En effet, ce sont des dossiers transversaux à la fois en matière de description sémiologique, de réflexion diagnostique, de comorbidités psychiatriques et non psychiatriques, et d’orientation thérapeutique.
Il faut connaître la terminologie psychiatrique permettant de retranscrire les éléments de l’entretien et de déterminer la sévérité de l’épisode pour orienter la prise en charge. En fonction de la gravité, l’indication de l'électroconvulsivothérapie peut être de première intention.

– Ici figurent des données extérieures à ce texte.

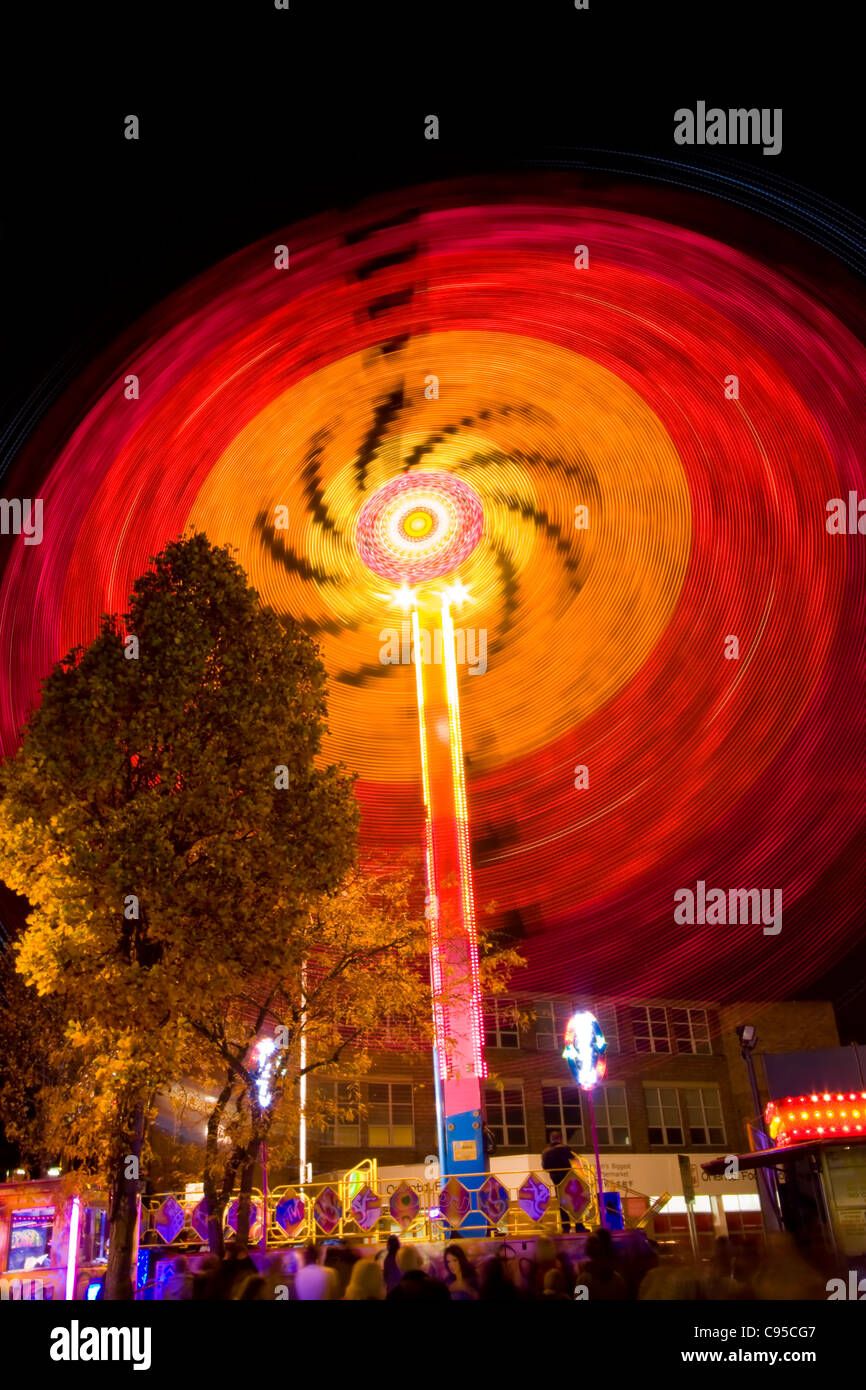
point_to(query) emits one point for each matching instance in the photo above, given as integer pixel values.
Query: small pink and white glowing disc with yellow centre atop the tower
(420, 528)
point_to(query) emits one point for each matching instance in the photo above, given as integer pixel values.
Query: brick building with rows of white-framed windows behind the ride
(676, 1085)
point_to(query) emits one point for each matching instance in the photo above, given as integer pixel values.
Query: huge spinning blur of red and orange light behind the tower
(614, 753)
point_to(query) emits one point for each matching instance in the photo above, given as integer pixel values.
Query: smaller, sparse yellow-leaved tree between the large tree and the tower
(357, 970)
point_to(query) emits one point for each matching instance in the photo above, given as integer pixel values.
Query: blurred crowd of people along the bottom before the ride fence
(740, 1270)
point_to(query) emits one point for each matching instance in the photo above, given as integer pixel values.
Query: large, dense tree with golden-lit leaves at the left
(170, 826)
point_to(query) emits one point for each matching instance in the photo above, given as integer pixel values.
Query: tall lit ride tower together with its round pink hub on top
(416, 530)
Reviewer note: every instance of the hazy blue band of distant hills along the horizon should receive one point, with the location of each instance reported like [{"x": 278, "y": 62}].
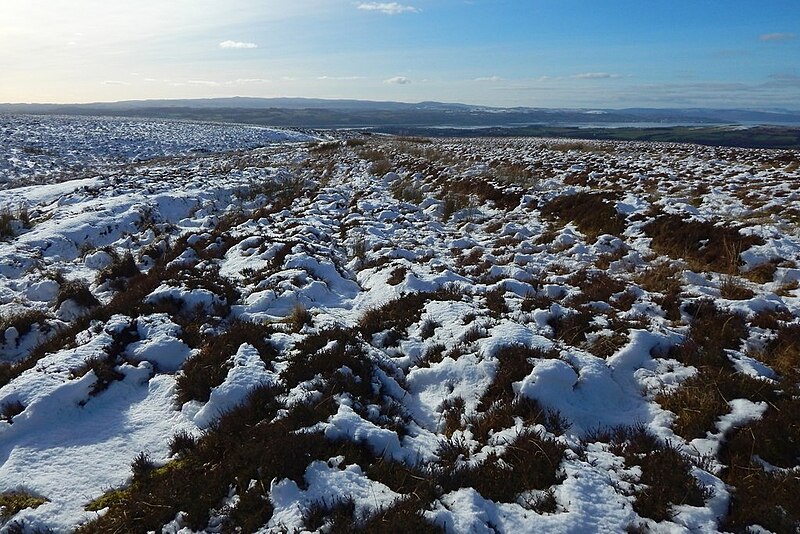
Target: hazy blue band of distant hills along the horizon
[{"x": 322, "y": 113}]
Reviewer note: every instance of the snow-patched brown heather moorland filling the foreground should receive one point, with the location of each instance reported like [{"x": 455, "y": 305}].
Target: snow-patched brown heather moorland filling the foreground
[{"x": 468, "y": 336}]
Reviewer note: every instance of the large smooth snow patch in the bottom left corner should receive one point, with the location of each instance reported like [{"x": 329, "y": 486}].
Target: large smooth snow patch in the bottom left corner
[{"x": 72, "y": 453}]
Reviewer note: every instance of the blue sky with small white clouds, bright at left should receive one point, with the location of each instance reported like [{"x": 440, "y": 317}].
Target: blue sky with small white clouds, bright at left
[{"x": 536, "y": 53}]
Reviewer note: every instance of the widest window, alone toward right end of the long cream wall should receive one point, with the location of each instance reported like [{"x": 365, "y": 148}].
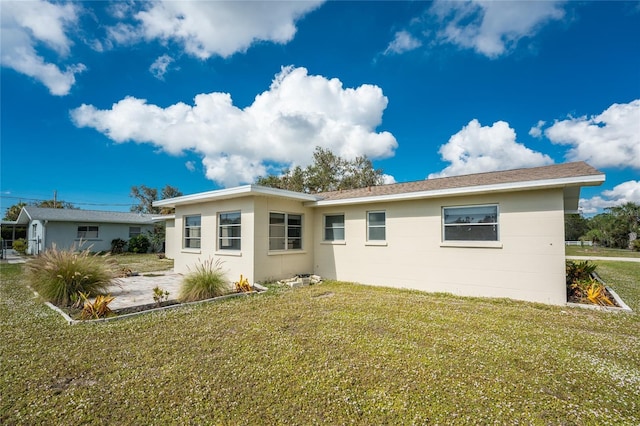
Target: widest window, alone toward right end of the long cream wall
[{"x": 472, "y": 223}]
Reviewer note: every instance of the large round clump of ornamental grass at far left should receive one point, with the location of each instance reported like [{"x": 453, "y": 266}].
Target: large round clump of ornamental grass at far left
[{"x": 60, "y": 275}]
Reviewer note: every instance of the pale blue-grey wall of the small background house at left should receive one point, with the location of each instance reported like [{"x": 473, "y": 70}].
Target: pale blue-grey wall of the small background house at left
[{"x": 64, "y": 235}]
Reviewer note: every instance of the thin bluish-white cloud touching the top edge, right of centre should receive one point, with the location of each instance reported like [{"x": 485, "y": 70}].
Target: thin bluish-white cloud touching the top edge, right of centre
[{"x": 493, "y": 28}]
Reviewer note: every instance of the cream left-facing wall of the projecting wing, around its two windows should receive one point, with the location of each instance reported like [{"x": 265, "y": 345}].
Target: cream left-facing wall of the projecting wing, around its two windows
[{"x": 235, "y": 262}]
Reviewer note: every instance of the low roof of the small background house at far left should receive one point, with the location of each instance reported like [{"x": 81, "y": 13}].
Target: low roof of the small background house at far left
[{"x": 29, "y": 213}]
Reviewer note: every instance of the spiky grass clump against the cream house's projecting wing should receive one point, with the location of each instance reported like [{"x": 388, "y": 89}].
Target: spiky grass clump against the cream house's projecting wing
[{"x": 207, "y": 280}]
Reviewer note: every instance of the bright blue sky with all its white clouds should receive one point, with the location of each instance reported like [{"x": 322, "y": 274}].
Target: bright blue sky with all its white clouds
[{"x": 97, "y": 97}]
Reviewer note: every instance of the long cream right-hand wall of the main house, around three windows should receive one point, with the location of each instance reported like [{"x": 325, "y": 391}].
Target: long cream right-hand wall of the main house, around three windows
[{"x": 528, "y": 263}]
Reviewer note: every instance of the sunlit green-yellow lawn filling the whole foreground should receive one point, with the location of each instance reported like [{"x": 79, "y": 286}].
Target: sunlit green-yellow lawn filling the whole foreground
[{"x": 333, "y": 353}]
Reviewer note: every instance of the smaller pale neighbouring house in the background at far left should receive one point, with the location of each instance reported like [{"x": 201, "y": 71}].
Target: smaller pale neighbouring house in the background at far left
[{"x": 67, "y": 228}]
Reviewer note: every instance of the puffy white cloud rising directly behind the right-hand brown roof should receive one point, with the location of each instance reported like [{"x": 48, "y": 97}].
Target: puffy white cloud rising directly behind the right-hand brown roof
[{"x": 477, "y": 148}]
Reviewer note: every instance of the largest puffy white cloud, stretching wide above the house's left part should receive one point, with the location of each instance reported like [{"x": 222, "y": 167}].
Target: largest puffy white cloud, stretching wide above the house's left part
[{"x": 281, "y": 128}]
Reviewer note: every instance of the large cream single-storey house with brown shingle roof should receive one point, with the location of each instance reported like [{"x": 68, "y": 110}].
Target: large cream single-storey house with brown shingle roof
[{"x": 498, "y": 234}]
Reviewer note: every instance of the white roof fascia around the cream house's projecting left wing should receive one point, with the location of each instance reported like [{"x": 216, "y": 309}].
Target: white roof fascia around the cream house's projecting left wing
[{"x": 235, "y": 192}]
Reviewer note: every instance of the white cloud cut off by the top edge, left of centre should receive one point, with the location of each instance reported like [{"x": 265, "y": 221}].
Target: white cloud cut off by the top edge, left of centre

Savoir reconnaître, dans un dossier d’épisode dépressif, les éléments orientant vers un trouble bipolaire (antécédents d’épisode maniaque ou hypomaniaque, éléments de mixité, virage de l’humeur sous antidépresseur) permet d’envisager la prise en charge au long cours avec l’initiation d’un traitement thymorégulateur. En l’absence de contre-indication spécifique, pour le traitement de maintien, il faut privilégier le lithium comme régulateur de l’humeur, d’où l’importance de connaître les modalités de prescription spécifiques.
La multiplication des items en lien avec l’addictologie, comorbidité fréquente des troubles bipolaires, nécessite une connaissance plus spécifique de la prise en charge des dépendances.
Enfin, l’aspect médico-légal n’est pas à négliger, notamment dans l’initiation de mesures de soins sans consentement, la gestion des agitations aiguës, ainsi que pour les mesures de protection (sauvegarde de justice/curatelle/tutelle).